La nouveauté de la coordination législative comme réponse au veto présidentiel — l’un des nombreux survenus durant le gouvernement de Javier Milei — a ravivé une question sur le fonctionnement institutionnel du système présidentiel : le Congrès est-il légitime à imposer la direction que prennent les politiques publiques dans les démocraties présidentialistes latino-américaines ? Notre réponse est affirmative : il l’est, parce que le pouvoir législatif est l’organe le plus représentatif des diverses expressions partisanes et territoriales, en particulier dans les pays fédéraux dont les chambres représentent les provinces ou les États de la fédération. Si la démocratie est le gouvernement du peuple, la diversité de la composition du pouvoir législatif nous conduit à penser que c’est là que réside, en grande partie, la représentation la plus effective de cette pluralité.
Le caractère rare de l’insistance législative au Mexique et en Argentine — plus fréquente au Brésil — offre peu de preuves empiriques de l’effet politique concret que la mise en œuvre de ce mécanisme institutionnel exerce sur la performance des présidents dont les vetos sont surmontés dans ces pays. Mais, d’une manière générale, l’insistance législative révèle que la capacité de négociation de l’exécutif se trouve affaiblie et remet en question son aptitude à mener à bien un programme législatif ultérieur.
L’insistance législative met également en lumière la nécessité de réviser la stratégie de négation systématique du rôle — et de la responsabilité — centrale que les pouvoirs législatifs assument dans les démocraties présidentialistes, même lorsqu’une forte concentration du pouvoir présidentiel persiste.

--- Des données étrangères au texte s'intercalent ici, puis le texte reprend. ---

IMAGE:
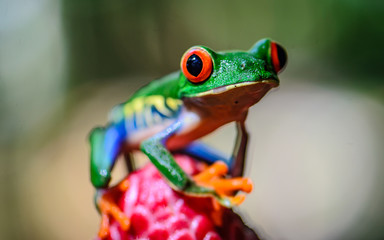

L’établissement d’une communication ouverte, institutionnellement respectueuse et propice à la négociation — en tant que pratique politique permettant de réduire les écarts et de surmonter les désaccords — serait d’un grand secours.
Une fois de plus, nous observons que les dispositifs institutionnels fonctionnent davantage comme des structures de possibilités que comme des causes déterminantes des résultats souhaités. Dans ce cadre de possibilités, les décisions stratégiques pèsent lourd. Des présidents dotés de superpouvoirs en Amérique latine ? Pas si vite, pas toujours.
[1] Politologue, UNPSJB-CONICET, Argentine. Chercheuse à l’Observatoire des réformes politiques en Amérique latine.